Physics-informed machine learning for composition-process-property alloy design: shape memory alloy demonstration
This work addresses alloy design challenges for materials scientists by enabling machine learning to handle physical complexities that have long stymied physics-based models, though it is incremental as it builds on existing feature engineering approaches.
The authors tackled the problem of predicting composition-process-property relationships for shape memory alloys (SMAs) in a high-dimensional design space, achieving validated blind predictions for thermal hysteresis and transformation temperatures using physics-informed feature engineering.

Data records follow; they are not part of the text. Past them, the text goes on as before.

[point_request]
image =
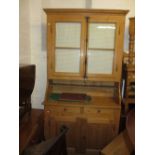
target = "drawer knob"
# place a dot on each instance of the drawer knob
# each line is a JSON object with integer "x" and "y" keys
{"x": 98, "y": 111}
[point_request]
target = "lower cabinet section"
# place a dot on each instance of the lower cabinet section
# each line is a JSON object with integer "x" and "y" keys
{"x": 85, "y": 131}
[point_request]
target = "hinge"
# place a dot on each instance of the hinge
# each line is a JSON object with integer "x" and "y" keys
{"x": 119, "y": 30}
{"x": 49, "y": 26}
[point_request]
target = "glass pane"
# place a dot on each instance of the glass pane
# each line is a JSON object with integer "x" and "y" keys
{"x": 67, "y": 60}
{"x": 101, "y": 35}
{"x": 100, "y": 62}
{"x": 68, "y": 35}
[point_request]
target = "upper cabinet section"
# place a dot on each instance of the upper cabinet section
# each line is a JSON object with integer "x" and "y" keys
{"x": 85, "y": 44}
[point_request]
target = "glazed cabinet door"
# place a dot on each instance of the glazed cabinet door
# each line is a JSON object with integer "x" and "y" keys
{"x": 103, "y": 47}
{"x": 66, "y": 47}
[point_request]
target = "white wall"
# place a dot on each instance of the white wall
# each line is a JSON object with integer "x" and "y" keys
{"x": 33, "y": 33}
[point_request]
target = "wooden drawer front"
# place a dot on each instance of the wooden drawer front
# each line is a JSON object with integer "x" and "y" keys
{"x": 53, "y": 110}
{"x": 63, "y": 110}
{"x": 99, "y": 112}
{"x": 67, "y": 110}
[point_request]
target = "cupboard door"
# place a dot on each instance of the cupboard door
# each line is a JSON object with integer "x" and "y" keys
{"x": 99, "y": 135}
{"x": 66, "y": 47}
{"x": 102, "y": 48}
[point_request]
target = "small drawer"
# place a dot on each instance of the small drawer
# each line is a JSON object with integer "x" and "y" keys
{"x": 53, "y": 110}
{"x": 99, "y": 112}
{"x": 70, "y": 110}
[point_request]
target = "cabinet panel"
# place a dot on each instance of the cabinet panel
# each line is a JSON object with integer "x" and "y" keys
{"x": 99, "y": 135}
{"x": 67, "y": 60}
{"x": 66, "y": 47}
{"x": 101, "y": 35}
{"x": 68, "y": 34}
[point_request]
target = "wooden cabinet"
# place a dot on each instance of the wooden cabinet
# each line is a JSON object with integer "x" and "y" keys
{"x": 92, "y": 124}
{"x": 84, "y": 57}
{"x": 85, "y": 44}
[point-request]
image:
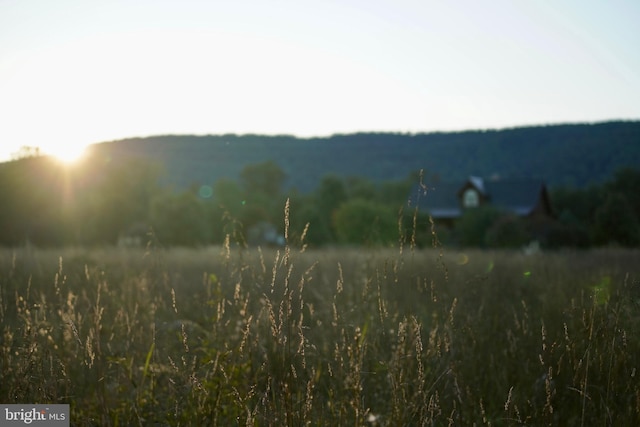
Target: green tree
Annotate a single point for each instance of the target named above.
(626, 181)
(180, 219)
(474, 223)
(363, 221)
(266, 178)
(615, 222)
(508, 231)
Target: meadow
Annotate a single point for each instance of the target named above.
(293, 336)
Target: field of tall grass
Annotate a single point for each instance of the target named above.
(231, 336)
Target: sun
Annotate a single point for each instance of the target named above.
(67, 153)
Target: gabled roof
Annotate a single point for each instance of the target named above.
(441, 199)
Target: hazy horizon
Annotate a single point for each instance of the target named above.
(75, 73)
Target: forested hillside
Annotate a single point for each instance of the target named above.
(344, 189)
(572, 155)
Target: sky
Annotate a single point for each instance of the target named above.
(77, 72)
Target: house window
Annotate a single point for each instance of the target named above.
(470, 198)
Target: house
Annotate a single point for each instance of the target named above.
(447, 201)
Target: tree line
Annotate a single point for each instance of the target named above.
(46, 203)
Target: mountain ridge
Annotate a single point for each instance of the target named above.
(573, 155)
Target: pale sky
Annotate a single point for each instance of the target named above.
(76, 72)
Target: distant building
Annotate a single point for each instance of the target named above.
(447, 201)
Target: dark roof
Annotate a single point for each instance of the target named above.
(441, 199)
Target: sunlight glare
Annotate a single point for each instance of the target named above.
(67, 153)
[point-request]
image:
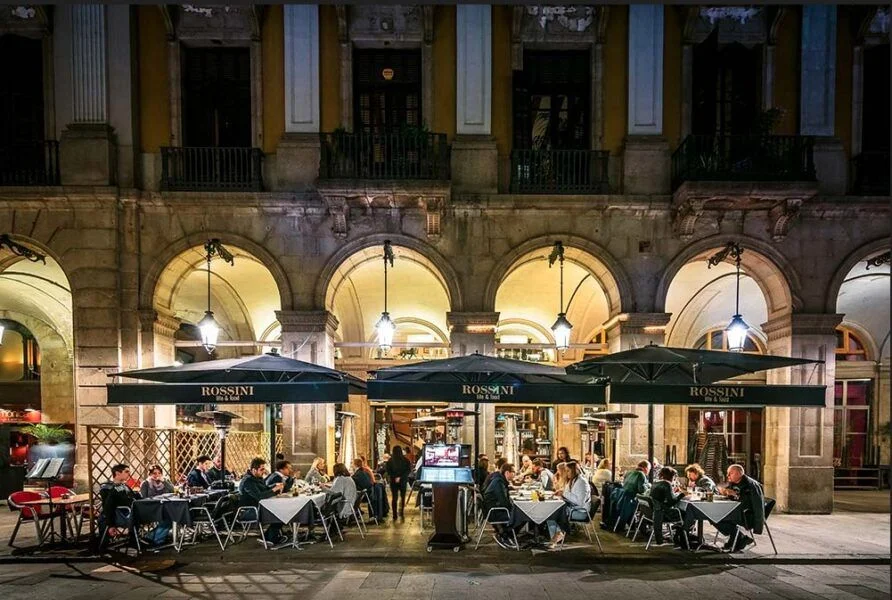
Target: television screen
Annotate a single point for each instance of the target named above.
(442, 455)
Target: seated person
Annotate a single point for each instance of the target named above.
(283, 474)
(576, 494)
(748, 492)
(496, 496)
(481, 471)
(345, 485)
(198, 476)
(215, 473)
(698, 479)
(665, 501)
(156, 484)
(115, 493)
(545, 477)
(252, 489)
(317, 473)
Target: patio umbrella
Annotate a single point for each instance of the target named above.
(664, 365)
(483, 379)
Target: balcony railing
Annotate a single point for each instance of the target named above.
(559, 172)
(870, 174)
(211, 169)
(30, 163)
(384, 156)
(743, 158)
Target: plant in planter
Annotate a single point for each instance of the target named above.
(52, 441)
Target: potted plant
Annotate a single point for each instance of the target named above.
(52, 441)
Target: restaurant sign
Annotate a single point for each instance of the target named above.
(487, 393)
(717, 395)
(242, 393)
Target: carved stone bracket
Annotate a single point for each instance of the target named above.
(781, 216)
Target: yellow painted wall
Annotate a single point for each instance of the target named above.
(844, 58)
(329, 70)
(616, 62)
(272, 42)
(443, 50)
(786, 71)
(501, 78)
(672, 92)
(154, 95)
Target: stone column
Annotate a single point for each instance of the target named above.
(87, 152)
(308, 429)
(475, 158)
(818, 95)
(297, 156)
(625, 332)
(157, 349)
(471, 332)
(646, 156)
(798, 442)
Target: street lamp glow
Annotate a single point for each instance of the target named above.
(561, 330)
(736, 332)
(385, 328)
(210, 331)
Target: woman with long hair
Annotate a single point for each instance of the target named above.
(398, 469)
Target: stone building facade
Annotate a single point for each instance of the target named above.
(121, 198)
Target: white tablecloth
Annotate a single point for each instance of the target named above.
(286, 508)
(539, 512)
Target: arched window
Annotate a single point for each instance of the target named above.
(717, 339)
(849, 346)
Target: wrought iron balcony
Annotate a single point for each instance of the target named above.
(559, 172)
(30, 163)
(743, 158)
(870, 174)
(403, 155)
(196, 169)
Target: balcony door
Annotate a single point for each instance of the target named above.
(216, 97)
(727, 88)
(387, 90)
(552, 101)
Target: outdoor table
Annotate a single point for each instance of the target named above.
(718, 511)
(290, 510)
(66, 504)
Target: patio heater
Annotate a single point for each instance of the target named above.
(614, 422)
(222, 422)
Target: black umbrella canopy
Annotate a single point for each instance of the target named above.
(662, 364)
(265, 368)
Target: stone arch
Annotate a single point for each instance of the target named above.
(771, 271)
(605, 269)
(842, 271)
(438, 266)
(156, 271)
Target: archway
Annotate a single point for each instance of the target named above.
(862, 367)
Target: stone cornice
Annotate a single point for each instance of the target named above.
(307, 321)
(472, 322)
(802, 324)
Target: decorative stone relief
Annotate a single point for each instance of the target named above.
(387, 22)
(781, 217)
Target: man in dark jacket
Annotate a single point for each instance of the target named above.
(283, 474)
(252, 489)
(664, 501)
(496, 496)
(198, 477)
(748, 492)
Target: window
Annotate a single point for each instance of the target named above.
(217, 97)
(848, 346)
(717, 339)
(387, 90)
(552, 101)
(851, 423)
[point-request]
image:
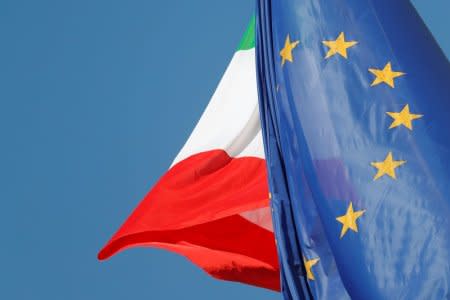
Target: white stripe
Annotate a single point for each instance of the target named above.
(231, 119)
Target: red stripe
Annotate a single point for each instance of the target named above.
(194, 210)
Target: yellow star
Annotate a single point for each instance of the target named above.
(349, 220)
(404, 118)
(308, 265)
(387, 166)
(339, 46)
(286, 52)
(386, 75)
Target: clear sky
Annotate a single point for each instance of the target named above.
(96, 98)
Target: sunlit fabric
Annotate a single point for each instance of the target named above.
(355, 103)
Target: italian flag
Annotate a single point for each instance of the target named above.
(212, 205)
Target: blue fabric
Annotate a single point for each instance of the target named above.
(323, 127)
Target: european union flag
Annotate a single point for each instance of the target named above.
(355, 111)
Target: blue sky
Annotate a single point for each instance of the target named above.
(96, 99)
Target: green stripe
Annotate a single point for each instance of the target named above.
(248, 40)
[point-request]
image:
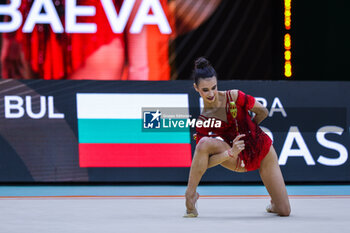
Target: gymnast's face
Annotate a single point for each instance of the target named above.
(208, 89)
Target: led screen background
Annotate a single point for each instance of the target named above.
(48, 135)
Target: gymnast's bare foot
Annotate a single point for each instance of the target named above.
(191, 210)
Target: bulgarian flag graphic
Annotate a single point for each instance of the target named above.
(111, 134)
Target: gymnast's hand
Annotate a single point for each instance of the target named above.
(237, 146)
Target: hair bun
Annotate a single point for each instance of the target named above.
(201, 63)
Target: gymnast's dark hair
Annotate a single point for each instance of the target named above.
(202, 69)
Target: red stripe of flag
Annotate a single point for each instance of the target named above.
(134, 155)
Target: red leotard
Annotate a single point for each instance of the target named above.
(257, 143)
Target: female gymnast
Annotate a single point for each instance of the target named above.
(238, 144)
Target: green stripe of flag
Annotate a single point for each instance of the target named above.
(126, 131)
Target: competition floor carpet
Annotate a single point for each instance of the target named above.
(160, 209)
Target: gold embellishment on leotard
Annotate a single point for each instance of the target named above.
(233, 109)
(195, 137)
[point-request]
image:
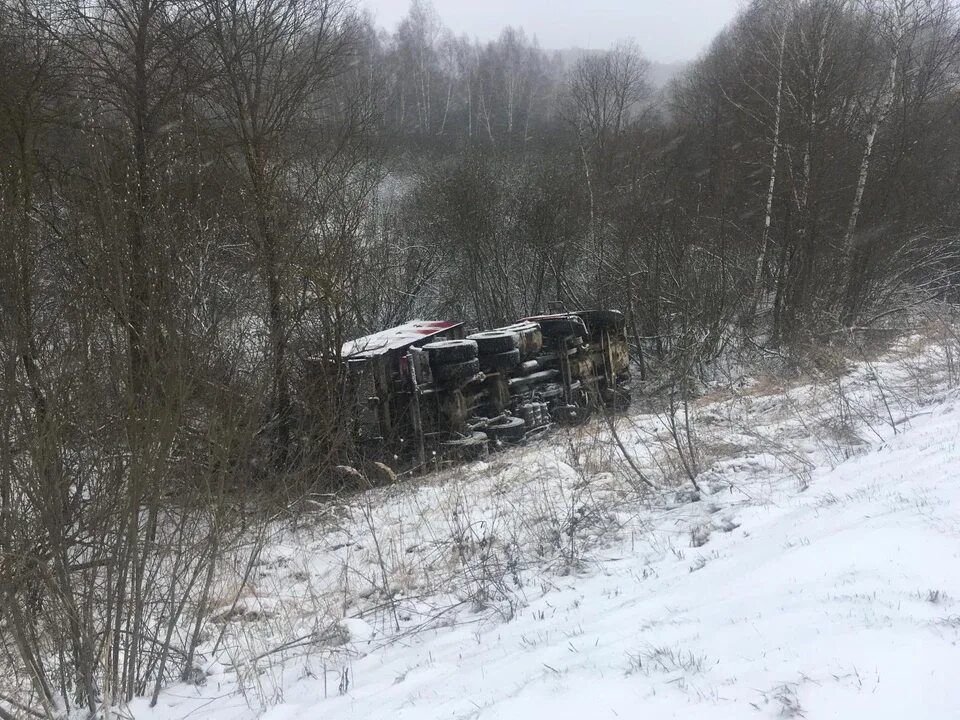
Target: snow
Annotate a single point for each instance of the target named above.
(814, 575)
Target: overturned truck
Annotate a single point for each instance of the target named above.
(426, 387)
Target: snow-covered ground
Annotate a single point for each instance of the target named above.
(816, 574)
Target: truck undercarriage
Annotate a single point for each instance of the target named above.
(426, 388)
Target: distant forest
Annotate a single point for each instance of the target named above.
(201, 198)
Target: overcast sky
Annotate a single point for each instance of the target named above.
(666, 30)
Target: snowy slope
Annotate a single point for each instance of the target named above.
(833, 596)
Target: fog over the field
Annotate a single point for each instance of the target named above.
(666, 31)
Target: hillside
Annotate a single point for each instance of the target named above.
(812, 576)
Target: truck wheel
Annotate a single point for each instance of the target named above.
(456, 372)
(501, 361)
(444, 352)
(495, 341)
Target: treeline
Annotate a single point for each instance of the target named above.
(200, 198)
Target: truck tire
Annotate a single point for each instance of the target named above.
(495, 341)
(444, 352)
(456, 372)
(501, 361)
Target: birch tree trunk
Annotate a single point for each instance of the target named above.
(771, 188)
(852, 279)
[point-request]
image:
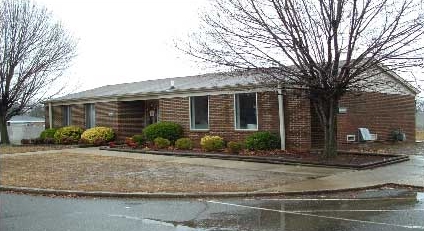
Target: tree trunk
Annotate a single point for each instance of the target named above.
(330, 130)
(326, 110)
(3, 130)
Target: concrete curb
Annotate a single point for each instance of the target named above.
(39, 191)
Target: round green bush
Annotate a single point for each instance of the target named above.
(48, 133)
(98, 135)
(234, 147)
(184, 144)
(168, 130)
(262, 141)
(139, 139)
(162, 143)
(68, 135)
(212, 143)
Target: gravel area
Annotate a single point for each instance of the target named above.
(100, 173)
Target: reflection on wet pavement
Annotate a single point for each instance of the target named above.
(388, 210)
(403, 212)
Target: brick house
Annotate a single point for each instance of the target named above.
(234, 106)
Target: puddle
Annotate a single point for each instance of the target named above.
(147, 221)
(420, 197)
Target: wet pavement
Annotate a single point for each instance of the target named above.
(389, 209)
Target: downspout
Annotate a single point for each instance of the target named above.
(281, 118)
(50, 116)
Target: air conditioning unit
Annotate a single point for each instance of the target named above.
(350, 138)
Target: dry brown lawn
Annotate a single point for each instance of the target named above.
(419, 135)
(69, 171)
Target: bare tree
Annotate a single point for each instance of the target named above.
(324, 48)
(34, 51)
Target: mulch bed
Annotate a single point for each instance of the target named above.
(344, 159)
(13, 149)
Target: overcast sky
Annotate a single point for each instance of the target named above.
(127, 40)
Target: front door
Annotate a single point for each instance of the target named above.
(152, 111)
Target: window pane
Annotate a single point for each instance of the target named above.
(199, 112)
(90, 116)
(66, 111)
(246, 111)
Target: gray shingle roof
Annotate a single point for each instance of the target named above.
(197, 82)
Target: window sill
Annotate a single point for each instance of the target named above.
(247, 130)
(199, 130)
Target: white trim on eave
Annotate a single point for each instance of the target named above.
(400, 80)
(165, 95)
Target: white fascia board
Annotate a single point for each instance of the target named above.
(166, 95)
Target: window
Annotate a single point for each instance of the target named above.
(245, 107)
(199, 113)
(90, 115)
(66, 112)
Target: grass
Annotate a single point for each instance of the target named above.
(87, 172)
(419, 135)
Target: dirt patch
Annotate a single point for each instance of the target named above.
(13, 149)
(69, 171)
(344, 159)
(415, 148)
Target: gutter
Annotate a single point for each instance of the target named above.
(281, 118)
(166, 94)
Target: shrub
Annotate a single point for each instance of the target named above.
(130, 142)
(139, 139)
(167, 130)
(234, 147)
(262, 141)
(68, 135)
(98, 135)
(48, 133)
(212, 143)
(162, 143)
(49, 141)
(25, 141)
(184, 144)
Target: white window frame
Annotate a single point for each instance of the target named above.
(235, 112)
(92, 108)
(189, 105)
(66, 120)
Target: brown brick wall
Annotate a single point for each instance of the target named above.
(107, 114)
(297, 121)
(57, 116)
(131, 118)
(380, 113)
(221, 115)
(46, 116)
(78, 115)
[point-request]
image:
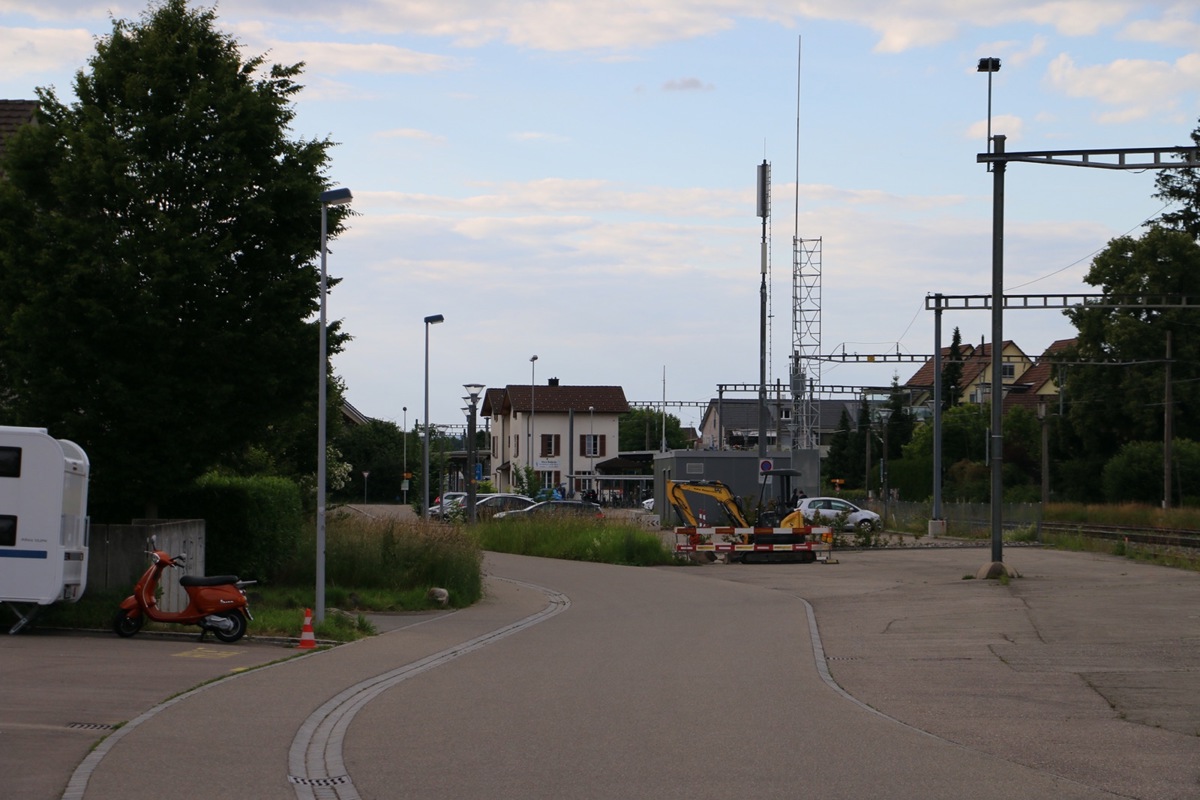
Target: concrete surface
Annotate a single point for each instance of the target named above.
(888, 674)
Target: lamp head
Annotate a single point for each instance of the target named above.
(336, 196)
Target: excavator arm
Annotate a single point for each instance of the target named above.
(678, 492)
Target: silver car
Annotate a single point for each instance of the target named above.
(827, 510)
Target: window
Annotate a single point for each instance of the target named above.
(10, 462)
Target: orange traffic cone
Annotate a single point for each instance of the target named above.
(307, 639)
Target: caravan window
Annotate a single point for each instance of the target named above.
(10, 462)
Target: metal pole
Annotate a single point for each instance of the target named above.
(433, 319)
(322, 386)
(533, 407)
(997, 346)
(937, 407)
(471, 461)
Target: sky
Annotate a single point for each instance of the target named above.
(575, 179)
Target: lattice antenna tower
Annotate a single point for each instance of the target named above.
(805, 364)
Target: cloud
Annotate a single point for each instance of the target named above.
(1137, 88)
(688, 84)
(537, 136)
(31, 50)
(411, 133)
(331, 58)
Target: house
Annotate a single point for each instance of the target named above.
(13, 115)
(1038, 384)
(735, 422)
(975, 385)
(564, 433)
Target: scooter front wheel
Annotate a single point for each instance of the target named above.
(125, 625)
(235, 632)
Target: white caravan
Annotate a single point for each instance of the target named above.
(43, 519)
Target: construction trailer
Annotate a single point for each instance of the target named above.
(738, 541)
(43, 521)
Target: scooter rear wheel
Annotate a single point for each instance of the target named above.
(233, 633)
(125, 625)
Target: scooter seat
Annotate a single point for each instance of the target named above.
(210, 581)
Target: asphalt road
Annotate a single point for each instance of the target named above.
(582, 680)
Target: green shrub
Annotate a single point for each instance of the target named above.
(401, 558)
(574, 540)
(251, 524)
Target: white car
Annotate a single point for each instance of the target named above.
(827, 510)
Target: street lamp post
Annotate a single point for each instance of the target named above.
(328, 198)
(473, 394)
(533, 389)
(885, 415)
(433, 319)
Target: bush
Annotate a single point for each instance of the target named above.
(251, 523)
(574, 540)
(403, 558)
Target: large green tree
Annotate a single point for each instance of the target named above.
(1182, 187)
(1110, 404)
(157, 241)
(641, 428)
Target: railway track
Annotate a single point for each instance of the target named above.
(1156, 536)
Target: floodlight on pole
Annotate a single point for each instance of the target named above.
(989, 66)
(533, 385)
(433, 319)
(473, 391)
(327, 198)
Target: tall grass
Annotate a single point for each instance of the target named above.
(576, 540)
(1134, 515)
(399, 557)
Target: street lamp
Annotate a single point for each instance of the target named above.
(885, 415)
(473, 394)
(328, 198)
(989, 66)
(433, 319)
(533, 385)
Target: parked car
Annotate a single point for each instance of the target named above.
(565, 507)
(489, 505)
(827, 510)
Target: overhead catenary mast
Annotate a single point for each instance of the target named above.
(805, 366)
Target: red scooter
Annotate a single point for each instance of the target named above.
(216, 603)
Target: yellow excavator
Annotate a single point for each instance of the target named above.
(747, 543)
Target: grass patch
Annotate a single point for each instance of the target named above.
(371, 565)
(576, 540)
(1133, 515)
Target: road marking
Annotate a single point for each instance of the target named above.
(205, 653)
(315, 762)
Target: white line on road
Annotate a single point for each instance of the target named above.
(315, 762)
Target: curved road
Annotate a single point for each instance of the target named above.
(585, 680)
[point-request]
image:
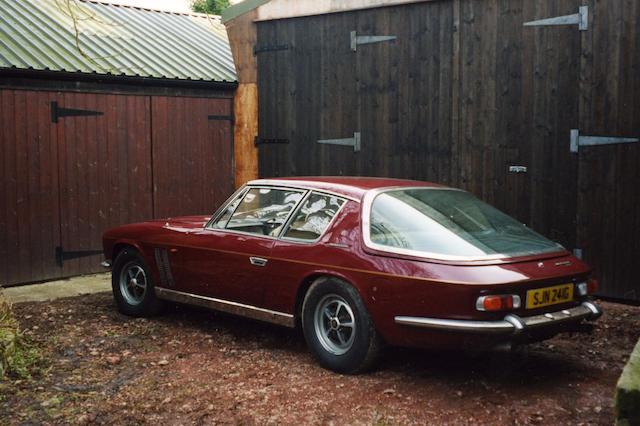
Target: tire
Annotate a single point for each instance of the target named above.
(329, 306)
(132, 286)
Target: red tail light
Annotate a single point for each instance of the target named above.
(504, 302)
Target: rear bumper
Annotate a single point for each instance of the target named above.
(511, 324)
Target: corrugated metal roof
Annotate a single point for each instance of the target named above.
(113, 39)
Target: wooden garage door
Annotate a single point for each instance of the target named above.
(105, 172)
(73, 165)
(29, 210)
(192, 155)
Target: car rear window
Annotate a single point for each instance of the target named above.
(447, 223)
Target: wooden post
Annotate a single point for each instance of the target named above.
(245, 132)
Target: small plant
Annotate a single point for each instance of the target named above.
(18, 355)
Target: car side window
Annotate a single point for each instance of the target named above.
(226, 215)
(263, 211)
(314, 217)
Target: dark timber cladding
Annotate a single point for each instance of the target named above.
(136, 157)
(463, 93)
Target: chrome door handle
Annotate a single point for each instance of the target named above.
(258, 261)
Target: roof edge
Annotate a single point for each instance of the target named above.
(151, 9)
(239, 9)
(109, 78)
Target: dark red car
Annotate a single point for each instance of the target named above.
(358, 262)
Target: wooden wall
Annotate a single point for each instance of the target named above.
(63, 184)
(462, 94)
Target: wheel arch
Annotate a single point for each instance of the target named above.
(120, 246)
(308, 281)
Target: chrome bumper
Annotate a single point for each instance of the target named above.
(511, 324)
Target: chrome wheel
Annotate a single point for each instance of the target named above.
(334, 324)
(133, 283)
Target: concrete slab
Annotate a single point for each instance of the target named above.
(52, 290)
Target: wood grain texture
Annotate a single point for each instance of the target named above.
(63, 184)
(192, 155)
(609, 176)
(463, 93)
(29, 218)
(245, 153)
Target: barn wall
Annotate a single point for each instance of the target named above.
(63, 184)
(462, 94)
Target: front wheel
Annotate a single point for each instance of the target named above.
(338, 329)
(132, 286)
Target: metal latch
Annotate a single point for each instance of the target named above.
(578, 140)
(581, 19)
(61, 256)
(357, 40)
(354, 142)
(518, 169)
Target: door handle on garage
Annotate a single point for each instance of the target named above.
(258, 261)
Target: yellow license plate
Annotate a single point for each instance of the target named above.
(547, 296)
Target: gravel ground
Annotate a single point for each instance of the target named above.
(191, 366)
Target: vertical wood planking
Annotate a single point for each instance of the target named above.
(29, 227)
(3, 193)
(9, 183)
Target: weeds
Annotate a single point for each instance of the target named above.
(18, 355)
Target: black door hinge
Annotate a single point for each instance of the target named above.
(265, 141)
(221, 117)
(274, 48)
(58, 112)
(62, 255)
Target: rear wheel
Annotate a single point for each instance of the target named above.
(132, 286)
(338, 329)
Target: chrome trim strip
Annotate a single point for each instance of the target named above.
(366, 231)
(457, 325)
(260, 314)
(511, 324)
(258, 261)
(284, 184)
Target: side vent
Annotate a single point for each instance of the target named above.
(164, 267)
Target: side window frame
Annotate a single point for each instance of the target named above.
(238, 195)
(295, 212)
(241, 194)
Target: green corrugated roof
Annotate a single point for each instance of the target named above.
(113, 39)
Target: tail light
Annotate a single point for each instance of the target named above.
(588, 287)
(504, 302)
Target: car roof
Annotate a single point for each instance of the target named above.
(352, 187)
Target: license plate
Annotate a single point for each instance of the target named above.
(547, 296)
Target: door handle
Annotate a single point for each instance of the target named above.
(258, 261)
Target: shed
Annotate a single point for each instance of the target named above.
(532, 105)
(110, 114)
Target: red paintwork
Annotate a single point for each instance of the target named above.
(215, 263)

Machine learning (ML) is shown to predict new alloys and their performances in a high dimensional, multiple-target-property design space that considers chemistry, multi-step processing routes, and characterization methodology variations. A physics-informed featured engineering approach is shown to enable otherwise poorly performing ML models to perform well with the same data. Specifically, previously engineered elemental features based on alloy chemistries are combined with newly engineered heat treatment process features. The new features result from first transforming the heat treatment parameter data as it was previously recorded using nonlinear mathematical relationships known to describe the thermodynamics and kinetics of phase transformations in alloys. The ability of the ML model to be used for predictive design is validated using blind predictions. Composition - process - property relationships for thermal hysteresis of shape memory alloys (SMAs) with complex microstructures created via multiple melting-homogenization-solutionization-precipitation processing stage variations are captured, in addition to the mean transformation temperatures of the SMAs. The quantitative models of hysteresis exhibited by such highly processed alloys demonstrate the ability for ML models to design for physical complexities that have challenged physics-based modeling approaches for decades.